Procede spedito il progetto per la costruzione del nuovo stadio di Milan e Inter. Questa mattina, i due club hanno presentato in conferenza stampa al Politecnico Bovisa di Milano i due progetti finalisti. A contendersi la realizzazione del nuovo impianto il colosso americano Populous e lo studio milanese di Progetto Cmr-Sportium con l'architetto statunitense David Manca.

Milan, parla Scaroni

Il Presidente del Milan Paolo Scaroni è intervenuto per presentare la proposta del club rossonero: "Quello per cui abbiamo lavorato con i nostri consulenti per più di un anno. Voglio dirvi due cose: lo stadio Meazza, così com'è, non va più bene per due squadre che vogliono recitare un ruolo da protagonista.
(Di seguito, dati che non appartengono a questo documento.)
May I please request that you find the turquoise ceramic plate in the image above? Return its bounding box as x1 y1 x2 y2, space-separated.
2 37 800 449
Siamo affezionatissimi, ma ha fatto il suo tempo. Per la città di Milano cogliere un nuovo stadio a San Siro è una possibilità di trasformare una zona di San Siro in qualcosa d'interessante. Dobbiamo cogliere questa occasione per procedere nella strada del moderno, del nuovo, e non solo nelle ore della partita".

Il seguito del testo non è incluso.